National University of Singapore (NUS) communications and new media lecturer Byungho Park says how a person processes information depends on many things, but 'one of the major factors is a person's predisposition'.
Some experts believe that younger people, who grew up with the Internet, are the most vulnerable to being swayed by ideas received online because they believe they can 'Google' their way to solutions for most of life's problems.
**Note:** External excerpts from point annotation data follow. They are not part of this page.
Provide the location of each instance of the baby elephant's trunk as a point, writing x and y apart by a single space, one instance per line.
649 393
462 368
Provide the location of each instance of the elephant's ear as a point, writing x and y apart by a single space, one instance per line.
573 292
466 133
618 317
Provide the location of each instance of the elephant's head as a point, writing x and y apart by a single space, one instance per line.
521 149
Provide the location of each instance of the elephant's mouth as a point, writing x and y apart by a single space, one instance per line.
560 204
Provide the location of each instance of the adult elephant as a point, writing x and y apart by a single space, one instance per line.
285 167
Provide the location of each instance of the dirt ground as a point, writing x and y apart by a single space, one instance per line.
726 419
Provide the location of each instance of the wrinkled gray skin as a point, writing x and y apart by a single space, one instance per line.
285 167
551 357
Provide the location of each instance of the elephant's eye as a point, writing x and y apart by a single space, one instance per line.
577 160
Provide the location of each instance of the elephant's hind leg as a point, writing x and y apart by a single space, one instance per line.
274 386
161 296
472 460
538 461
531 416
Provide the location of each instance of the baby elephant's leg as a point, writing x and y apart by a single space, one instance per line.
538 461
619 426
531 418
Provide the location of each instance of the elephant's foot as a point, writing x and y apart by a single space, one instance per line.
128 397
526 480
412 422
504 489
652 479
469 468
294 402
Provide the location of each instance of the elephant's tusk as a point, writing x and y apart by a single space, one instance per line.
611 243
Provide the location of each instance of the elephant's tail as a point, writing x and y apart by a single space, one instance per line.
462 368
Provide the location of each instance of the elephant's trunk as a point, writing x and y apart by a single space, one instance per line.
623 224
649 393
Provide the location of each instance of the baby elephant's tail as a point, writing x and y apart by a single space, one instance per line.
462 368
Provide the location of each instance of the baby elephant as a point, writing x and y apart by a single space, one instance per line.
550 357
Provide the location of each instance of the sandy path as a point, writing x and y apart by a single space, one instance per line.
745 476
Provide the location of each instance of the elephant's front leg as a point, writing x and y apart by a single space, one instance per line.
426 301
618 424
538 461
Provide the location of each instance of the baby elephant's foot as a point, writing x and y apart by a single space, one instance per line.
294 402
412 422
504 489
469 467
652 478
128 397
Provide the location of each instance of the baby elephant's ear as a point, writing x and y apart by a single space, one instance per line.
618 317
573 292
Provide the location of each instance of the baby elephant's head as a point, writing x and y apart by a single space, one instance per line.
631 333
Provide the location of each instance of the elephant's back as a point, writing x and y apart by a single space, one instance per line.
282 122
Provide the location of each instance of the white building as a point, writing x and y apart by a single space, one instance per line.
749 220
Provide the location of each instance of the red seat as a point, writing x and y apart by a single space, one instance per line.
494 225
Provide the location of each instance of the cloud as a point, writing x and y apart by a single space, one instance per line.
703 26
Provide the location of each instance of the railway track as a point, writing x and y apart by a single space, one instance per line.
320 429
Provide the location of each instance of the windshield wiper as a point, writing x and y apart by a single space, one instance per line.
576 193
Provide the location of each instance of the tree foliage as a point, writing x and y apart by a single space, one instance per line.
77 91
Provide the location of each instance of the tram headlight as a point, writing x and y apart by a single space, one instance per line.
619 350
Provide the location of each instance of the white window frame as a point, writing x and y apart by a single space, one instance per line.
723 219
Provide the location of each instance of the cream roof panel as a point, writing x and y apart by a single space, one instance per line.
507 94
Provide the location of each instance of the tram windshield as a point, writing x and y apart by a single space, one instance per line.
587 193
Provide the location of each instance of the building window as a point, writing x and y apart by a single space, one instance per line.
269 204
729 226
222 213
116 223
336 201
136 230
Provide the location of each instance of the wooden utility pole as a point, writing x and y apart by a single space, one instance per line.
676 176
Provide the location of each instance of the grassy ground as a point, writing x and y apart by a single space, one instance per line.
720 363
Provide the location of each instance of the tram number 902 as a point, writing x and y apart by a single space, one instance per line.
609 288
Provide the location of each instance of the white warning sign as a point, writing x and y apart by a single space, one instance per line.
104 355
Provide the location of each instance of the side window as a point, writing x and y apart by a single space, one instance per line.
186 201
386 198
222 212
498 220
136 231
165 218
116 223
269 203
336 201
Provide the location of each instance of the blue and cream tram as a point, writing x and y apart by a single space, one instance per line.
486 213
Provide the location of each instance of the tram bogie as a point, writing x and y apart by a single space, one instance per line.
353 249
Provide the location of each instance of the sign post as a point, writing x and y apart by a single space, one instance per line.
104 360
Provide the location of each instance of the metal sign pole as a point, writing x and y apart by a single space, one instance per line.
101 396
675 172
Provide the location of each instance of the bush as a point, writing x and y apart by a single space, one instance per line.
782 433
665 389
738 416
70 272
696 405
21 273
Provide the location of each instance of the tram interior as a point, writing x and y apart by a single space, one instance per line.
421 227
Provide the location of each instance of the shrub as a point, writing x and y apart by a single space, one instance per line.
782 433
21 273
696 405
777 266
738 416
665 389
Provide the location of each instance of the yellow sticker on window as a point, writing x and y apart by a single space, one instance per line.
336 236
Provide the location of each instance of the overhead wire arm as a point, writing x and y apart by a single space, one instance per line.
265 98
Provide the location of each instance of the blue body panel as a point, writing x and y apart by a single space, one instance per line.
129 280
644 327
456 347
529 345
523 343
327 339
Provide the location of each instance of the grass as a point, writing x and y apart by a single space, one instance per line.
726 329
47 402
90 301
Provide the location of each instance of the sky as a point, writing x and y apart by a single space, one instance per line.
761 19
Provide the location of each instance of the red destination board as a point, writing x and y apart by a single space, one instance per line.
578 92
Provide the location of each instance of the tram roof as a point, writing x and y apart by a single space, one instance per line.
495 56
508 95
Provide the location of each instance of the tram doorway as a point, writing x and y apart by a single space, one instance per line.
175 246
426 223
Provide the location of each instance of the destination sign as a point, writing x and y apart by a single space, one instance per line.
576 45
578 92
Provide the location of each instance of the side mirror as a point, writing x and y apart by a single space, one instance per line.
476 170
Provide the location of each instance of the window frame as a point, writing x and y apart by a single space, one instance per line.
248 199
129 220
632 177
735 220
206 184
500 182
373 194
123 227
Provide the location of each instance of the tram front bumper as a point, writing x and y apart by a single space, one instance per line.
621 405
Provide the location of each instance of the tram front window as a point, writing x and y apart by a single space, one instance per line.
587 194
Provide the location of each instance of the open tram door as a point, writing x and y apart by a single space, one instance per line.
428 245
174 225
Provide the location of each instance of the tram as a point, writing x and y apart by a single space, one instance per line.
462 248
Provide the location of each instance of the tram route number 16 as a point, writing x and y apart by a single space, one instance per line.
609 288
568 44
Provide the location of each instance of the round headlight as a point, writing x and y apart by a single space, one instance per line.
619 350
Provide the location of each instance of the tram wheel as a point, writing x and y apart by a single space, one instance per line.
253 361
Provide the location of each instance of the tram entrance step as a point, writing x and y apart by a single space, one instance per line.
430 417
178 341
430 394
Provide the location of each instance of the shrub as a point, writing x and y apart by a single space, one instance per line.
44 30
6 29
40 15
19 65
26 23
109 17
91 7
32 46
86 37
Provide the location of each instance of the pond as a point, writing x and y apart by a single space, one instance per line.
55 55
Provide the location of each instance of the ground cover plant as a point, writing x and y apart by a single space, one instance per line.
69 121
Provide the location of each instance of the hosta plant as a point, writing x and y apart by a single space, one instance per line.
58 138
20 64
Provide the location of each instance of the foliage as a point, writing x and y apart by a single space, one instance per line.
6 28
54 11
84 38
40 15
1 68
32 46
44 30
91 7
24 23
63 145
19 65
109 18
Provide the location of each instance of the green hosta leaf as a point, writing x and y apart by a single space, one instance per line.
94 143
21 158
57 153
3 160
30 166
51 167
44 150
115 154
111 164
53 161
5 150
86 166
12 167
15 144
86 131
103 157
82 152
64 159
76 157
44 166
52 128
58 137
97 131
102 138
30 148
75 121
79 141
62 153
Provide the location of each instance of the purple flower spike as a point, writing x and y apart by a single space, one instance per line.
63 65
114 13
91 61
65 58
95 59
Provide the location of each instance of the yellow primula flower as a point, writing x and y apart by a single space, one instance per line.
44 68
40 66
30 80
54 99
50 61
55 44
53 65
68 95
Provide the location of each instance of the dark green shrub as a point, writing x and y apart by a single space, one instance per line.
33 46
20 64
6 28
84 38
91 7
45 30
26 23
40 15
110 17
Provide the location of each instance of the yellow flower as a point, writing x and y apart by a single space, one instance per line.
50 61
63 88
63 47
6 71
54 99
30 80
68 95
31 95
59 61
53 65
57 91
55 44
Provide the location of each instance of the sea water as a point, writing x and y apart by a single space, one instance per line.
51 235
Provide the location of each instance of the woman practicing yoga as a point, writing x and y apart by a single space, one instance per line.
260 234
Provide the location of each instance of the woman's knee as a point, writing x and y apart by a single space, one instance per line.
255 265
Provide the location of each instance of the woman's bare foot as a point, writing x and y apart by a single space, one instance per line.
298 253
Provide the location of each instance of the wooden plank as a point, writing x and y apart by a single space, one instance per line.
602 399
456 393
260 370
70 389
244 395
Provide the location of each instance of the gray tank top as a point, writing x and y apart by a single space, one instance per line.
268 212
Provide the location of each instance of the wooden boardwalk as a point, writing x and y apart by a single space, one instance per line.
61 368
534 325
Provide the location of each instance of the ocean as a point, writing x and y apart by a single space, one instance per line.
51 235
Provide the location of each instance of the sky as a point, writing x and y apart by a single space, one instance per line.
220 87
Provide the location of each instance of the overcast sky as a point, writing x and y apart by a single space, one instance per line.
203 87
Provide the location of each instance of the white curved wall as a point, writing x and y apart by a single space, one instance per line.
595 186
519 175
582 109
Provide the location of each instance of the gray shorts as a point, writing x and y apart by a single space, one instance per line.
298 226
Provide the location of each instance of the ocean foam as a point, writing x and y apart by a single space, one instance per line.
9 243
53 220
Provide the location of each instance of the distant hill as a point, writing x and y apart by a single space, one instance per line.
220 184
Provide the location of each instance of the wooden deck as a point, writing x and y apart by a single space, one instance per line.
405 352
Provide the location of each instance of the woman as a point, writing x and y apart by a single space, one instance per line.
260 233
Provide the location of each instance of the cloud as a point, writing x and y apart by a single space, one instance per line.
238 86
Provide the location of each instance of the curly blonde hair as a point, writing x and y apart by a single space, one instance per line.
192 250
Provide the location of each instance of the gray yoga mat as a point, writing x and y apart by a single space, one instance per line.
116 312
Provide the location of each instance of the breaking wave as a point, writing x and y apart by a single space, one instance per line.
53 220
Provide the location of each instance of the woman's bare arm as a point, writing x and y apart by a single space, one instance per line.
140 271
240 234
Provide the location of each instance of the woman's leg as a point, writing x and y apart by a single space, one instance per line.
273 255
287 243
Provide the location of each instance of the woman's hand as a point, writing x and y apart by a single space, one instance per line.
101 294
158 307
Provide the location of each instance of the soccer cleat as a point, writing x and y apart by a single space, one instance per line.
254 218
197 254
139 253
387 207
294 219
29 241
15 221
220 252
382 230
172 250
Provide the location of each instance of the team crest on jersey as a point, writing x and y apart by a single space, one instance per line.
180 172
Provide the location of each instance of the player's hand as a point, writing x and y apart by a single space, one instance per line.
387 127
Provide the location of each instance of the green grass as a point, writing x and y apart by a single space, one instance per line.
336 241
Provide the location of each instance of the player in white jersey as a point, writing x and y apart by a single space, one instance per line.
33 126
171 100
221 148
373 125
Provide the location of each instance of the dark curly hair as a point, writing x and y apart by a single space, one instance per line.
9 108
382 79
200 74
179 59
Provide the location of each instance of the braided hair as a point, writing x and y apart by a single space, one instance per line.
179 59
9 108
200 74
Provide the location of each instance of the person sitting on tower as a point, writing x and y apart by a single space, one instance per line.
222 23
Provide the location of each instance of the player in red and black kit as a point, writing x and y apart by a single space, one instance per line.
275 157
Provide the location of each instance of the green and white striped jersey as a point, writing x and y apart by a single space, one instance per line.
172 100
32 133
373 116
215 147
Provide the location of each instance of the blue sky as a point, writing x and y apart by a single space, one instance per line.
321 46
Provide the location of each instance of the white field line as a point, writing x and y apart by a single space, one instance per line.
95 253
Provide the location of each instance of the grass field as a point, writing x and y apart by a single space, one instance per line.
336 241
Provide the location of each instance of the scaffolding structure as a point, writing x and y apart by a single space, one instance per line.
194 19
Professor Jerrold Post, a former CIA profiler who directs the political psychology programme at George Washington University, says their failure to approach online information in a critical way is 'especially troubling' because it coincides with that period in their young lives when they want to rebel against authority.
Countering it
BANNING terrorist websites seems the most obvious way to tackle the threat of self-radicalisation, but new media experts doubt it will prove effective.
The Media Development Authority has drawn up a list of 100 sites, including pornographic and extremist sites, that it requires the three Internet service providers to block access to.
NUS new media lecturer Lim Sun Sun says whatever filtering or blocking devices used 'will invariably be outpaced by the ferocious rate at which content is created' and innovations dreamed up to circumvent censorship.
Counter-terrorism groups are experimenting with other methods, including setting up counter-ideology sites and entering chatrooms to rebut radical ideas.
Beyond such external checks, the challenge before society today is how best to educate the young about the pros and cons of the Internet in a way that inoculates them against the new disease of self-radicalisation.
Work on such media literacy programmes is still in the early stages but has the potential to make a significant difference in the battle for hearts and minds.
Says Dr Park: 'It boils down to the person's predisposition. For those without a certain inclination, media literacy will provide them with the tools to protect themselves from accepting whatever is out there online.'
And the battle in winning over those already predisposed? It might be better tackled the old-fashioned way: intelligence from others around them to spot the tell-tale signs and counselling them before it is too late.